‘“Madame told me to, monsieur, about half-past eleven. She said you would be very late and that she would be sitting up.”
‘“All right,” I said, “where is Madame?”
‘He hesitated.
‘“I don’t know, monsieur,” he said at length.
‘“Don’t know?” I said. I was growing angry. “Has she gone to bed?”
‘“She has not gone to bed, monsieur,” he answered.
‘I am not, M. de Chef, an imaginative man, but suddenly a feeling of foreboding swept over me. I hurried into the drawing-room and from that to my wife’s small sitting-room. They were both empty. I ran to her bedroom. There was no one there. Then I recollected she had frequently waited for me in my study. I went there to find it also untenanted, and I was just about to withdraw when I saw on my desk a letter which had not been there earlier in the evening.

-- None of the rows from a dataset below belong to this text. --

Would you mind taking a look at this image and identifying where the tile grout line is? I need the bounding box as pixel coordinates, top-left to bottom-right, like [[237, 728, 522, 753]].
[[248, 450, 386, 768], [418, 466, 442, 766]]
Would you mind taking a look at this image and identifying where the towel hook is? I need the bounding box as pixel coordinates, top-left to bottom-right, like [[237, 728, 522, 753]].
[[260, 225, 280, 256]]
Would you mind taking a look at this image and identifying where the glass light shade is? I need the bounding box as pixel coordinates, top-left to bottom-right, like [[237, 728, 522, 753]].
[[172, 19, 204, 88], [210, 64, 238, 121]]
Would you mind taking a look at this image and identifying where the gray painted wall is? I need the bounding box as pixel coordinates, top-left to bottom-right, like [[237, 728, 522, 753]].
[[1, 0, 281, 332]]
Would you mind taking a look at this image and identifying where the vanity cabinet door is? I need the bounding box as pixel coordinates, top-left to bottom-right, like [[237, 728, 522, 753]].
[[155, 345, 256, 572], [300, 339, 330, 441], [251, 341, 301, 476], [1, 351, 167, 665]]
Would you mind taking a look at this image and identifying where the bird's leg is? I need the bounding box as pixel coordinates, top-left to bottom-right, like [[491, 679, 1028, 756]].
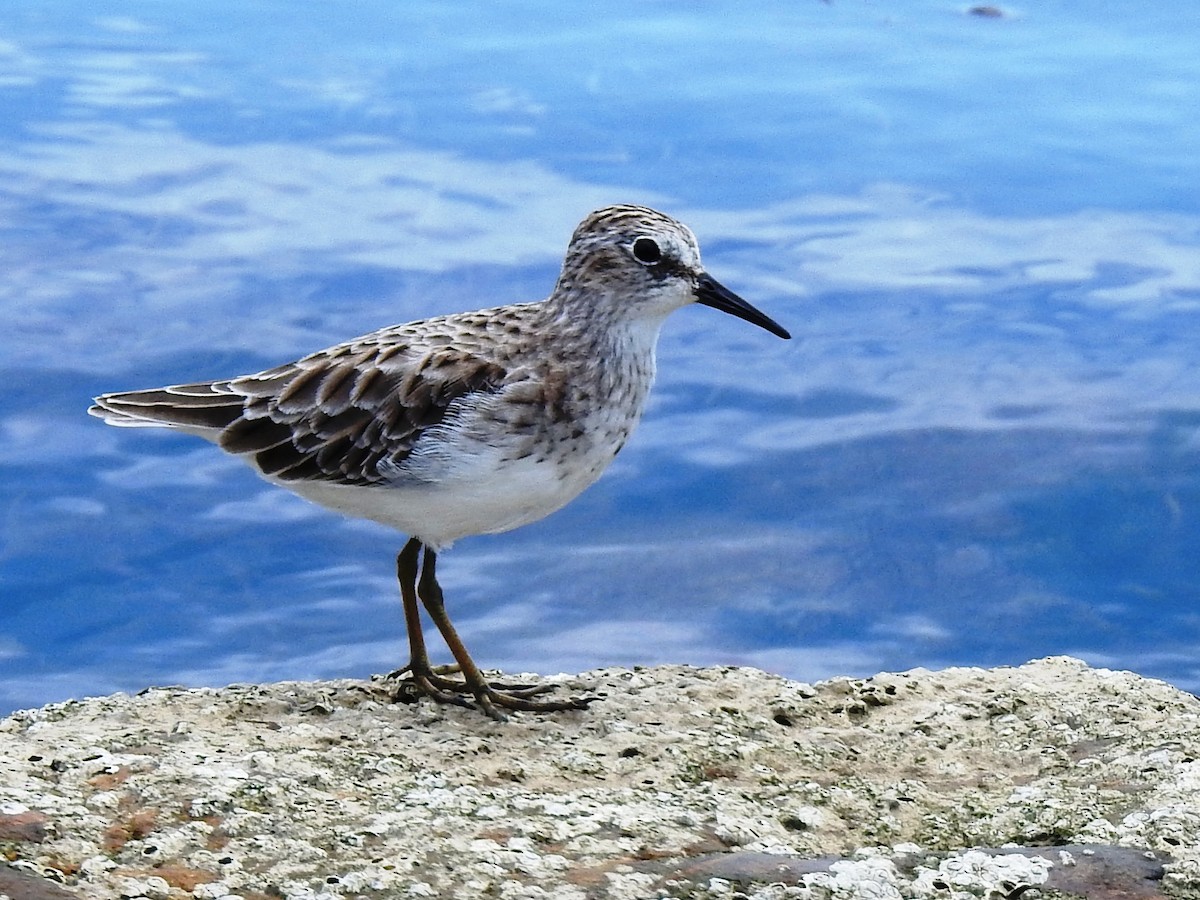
[[417, 547, 596, 721], [391, 538, 470, 707]]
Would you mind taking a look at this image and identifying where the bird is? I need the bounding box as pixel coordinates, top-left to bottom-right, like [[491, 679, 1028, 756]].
[[88, 204, 791, 721]]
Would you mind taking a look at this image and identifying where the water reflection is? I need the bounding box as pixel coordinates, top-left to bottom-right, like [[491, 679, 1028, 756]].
[[0, 2, 1200, 707]]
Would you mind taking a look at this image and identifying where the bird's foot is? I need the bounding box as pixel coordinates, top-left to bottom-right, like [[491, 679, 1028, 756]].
[[385, 665, 600, 721]]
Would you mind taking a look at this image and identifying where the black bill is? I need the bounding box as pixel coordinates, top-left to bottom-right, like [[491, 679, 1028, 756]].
[[696, 275, 791, 340]]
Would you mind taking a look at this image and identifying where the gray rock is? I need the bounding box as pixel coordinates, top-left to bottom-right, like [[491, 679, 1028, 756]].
[[0, 658, 1200, 900]]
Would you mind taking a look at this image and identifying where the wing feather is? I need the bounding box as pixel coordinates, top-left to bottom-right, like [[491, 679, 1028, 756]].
[[89, 332, 508, 485]]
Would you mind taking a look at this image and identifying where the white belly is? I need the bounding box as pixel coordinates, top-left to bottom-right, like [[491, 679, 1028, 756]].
[[271, 441, 613, 550]]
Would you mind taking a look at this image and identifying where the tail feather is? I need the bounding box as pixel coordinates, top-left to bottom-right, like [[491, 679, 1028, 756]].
[[88, 382, 246, 439]]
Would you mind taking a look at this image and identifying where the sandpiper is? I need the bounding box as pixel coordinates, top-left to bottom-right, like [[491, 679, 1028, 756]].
[[88, 205, 790, 720]]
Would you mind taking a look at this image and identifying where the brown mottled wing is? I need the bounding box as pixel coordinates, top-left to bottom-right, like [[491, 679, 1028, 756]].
[[220, 346, 505, 485], [92, 342, 505, 485]]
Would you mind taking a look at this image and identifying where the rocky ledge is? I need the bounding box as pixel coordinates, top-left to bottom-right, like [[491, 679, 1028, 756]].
[[0, 658, 1200, 900]]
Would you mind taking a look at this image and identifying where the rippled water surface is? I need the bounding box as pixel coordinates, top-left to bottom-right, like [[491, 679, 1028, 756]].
[[0, 0, 1200, 709]]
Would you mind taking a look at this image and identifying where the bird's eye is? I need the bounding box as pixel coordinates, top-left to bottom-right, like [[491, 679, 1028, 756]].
[[634, 238, 662, 265]]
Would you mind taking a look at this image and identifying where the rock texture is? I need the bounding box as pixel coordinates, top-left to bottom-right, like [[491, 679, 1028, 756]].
[[0, 658, 1200, 900]]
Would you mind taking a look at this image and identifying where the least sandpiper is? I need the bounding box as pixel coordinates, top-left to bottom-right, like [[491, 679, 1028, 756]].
[[88, 205, 790, 719]]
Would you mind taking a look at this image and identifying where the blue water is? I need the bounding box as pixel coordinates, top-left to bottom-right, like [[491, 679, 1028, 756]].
[[0, 0, 1200, 709]]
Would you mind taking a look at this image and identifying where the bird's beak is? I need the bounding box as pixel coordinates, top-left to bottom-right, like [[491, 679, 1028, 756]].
[[696, 272, 792, 341]]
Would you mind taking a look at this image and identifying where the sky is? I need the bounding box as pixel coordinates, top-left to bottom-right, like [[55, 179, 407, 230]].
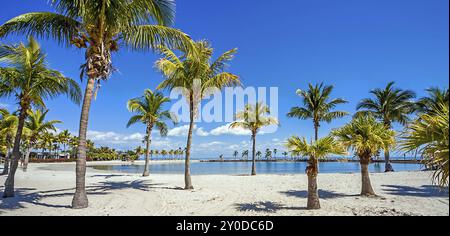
[[0, 0, 449, 158]]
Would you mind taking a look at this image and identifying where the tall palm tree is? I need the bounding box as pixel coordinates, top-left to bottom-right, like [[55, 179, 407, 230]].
[[0, 0, 192, 208], [256, 151, 262, 159], [230, 102, 279, 175], [0, 109, 18, 175], [156, 41, 240, 189], [58, 130, 71, 151], [233, 150, 239, 159], [23, 109, 62, 171], [400, 102, 449, 186], [417, 87, 449, 114], [287, 136, 346, 210], [287, 83, 348, 141], [0, 37, 81, 198], [355, 82, 416, 172], [332, 115, 395, 196], [127, 89, 177, 176]]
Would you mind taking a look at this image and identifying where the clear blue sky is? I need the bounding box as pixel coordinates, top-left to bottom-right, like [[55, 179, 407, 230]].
[[0, 0, 449, 157]]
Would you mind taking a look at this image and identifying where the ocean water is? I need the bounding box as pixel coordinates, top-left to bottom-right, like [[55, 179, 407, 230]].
[[92, 162, 423, 175]]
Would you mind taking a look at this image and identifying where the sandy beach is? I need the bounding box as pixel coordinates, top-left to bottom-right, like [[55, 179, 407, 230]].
[[0, 163, 449, 216]]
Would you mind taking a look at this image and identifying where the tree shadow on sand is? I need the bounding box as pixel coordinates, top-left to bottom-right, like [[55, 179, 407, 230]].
[[235, 201, 306, 213], [0, 180, 165, 210], [280, 189, 359, 199], [382, 185, 449, 198]]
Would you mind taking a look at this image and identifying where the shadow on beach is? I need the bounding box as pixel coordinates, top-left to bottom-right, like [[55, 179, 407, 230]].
[[280, 189, 359, 199], [0, 180, 179, 210], [235, 201, 306, 213], [382, 185, 449, 198]]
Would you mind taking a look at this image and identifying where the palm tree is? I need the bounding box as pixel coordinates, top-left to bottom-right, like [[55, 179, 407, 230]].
[[355, 82, 416, 172], [127, 89, 177, 176], [58, 130, 71, 151], [256, 151, 262, 159], [242, 150, 248, 160], [230, 102, 279, 175], [156, 41, 240, 189], [0, 109, 18, 175], [287, 83, 348, 141], [0, 37, 81, 198], [0, 0, 192, 208], [264, 148, 272, 160], [287, 136, 345, 210], [332, 115, 395, 196], [23, 109, 62, 171], [233, 150, 239, 159], [417, 88, 449, 114], [401, 102, 449, 186]]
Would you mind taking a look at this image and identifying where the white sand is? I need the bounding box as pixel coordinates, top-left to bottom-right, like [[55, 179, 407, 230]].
[[0, 163, 449, 216]]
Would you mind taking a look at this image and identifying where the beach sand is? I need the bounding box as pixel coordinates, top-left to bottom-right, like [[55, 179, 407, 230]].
[[0, 163, 449, 216]]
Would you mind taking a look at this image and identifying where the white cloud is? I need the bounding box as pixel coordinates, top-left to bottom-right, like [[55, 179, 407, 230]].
[[196, 127, 209, 137]]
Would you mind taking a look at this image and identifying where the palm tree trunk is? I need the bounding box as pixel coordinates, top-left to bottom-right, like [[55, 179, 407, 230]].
[[306, 158, 320, 210], [384, 148, 394, 172], [360, 156, 376, 196], [0, 148, 11, 175], [314, 121, 319, 142], [184, 97, 194, 189], [23, 145, 32, 172], [142, 124, 153, 177], [3, 103, 29, 198], [252, 132, 256, 175], [72, 77, 95, 209]]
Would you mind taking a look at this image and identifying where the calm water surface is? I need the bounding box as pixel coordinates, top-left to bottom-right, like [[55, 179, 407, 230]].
[[92, 162, 423, 175]]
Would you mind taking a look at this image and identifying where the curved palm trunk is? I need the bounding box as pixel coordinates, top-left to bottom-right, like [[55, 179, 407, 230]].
[[184, 97, 194, 189], [0, 148, 11, 175], [3, 104, 29, 198], [72, 77, 95, 209], [252, 132, 256, 175], [384, 148, 394, 172], [306, 158, 320, 210], [22, 145, 32, 172], [360, 156, 376, 196], [142, 124, 153, 177]]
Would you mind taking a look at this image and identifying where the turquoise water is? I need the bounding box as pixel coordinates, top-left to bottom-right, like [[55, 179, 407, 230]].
[[93, 162, 423, 175]]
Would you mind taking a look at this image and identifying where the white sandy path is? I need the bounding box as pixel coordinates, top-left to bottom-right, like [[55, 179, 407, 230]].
[[0, 164, 449, 216]]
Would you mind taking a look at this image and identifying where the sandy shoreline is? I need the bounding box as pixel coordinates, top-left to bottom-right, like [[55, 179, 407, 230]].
[[0, 162, 449, 216]]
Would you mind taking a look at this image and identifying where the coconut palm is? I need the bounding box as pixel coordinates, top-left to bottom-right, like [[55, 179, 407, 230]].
[[401, 102, 449, 186], [241, 150, 248, 160], [233, 150, 239, 159], [332, 115, 395, 196], [127, 89, 177, 176], [287, 136, 346, 210], [0, 0, 192, 208], [230, 102, 279, 175], [264, 148, 272, 160], [156, 41, 240, 189], [23, 109, 62, 171], [0, 109, 18, 175], [355, 82, 416, 172], [417, 87, 449, 114], [58, 130, 71, 151], [287, 83, 348, 141], [0, 37, 81, 198]]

It was addressed to me in my wife’s handwriting, and, with a terrible sinking of the heart, I opened it. Here, M. le Chef, it is.’
It was a short note, written on a sheet of cream-laid notepaper and without date or address. It read:—
‘I do not ask you to forgive me for what I am doing to-night, Raoul, for I feel it would be quite too much to expect, but I do ask you to believe that the thought of the pain and annoyance it will be bound to give you cuts me to the heart. You have always been just and kind according to your lights, but you know, Raoul, as well as I do, that we have never loved each other. You have loved your business and your art collection, and I have loved—Léon Felix, and now I am going to him. I shall just disappear, and you will never hear of me again. You, I hope, will get your divorce, and be happy with some more worthy woman.
‘Good-bye, Raoul, and do not think worse of me than you can help.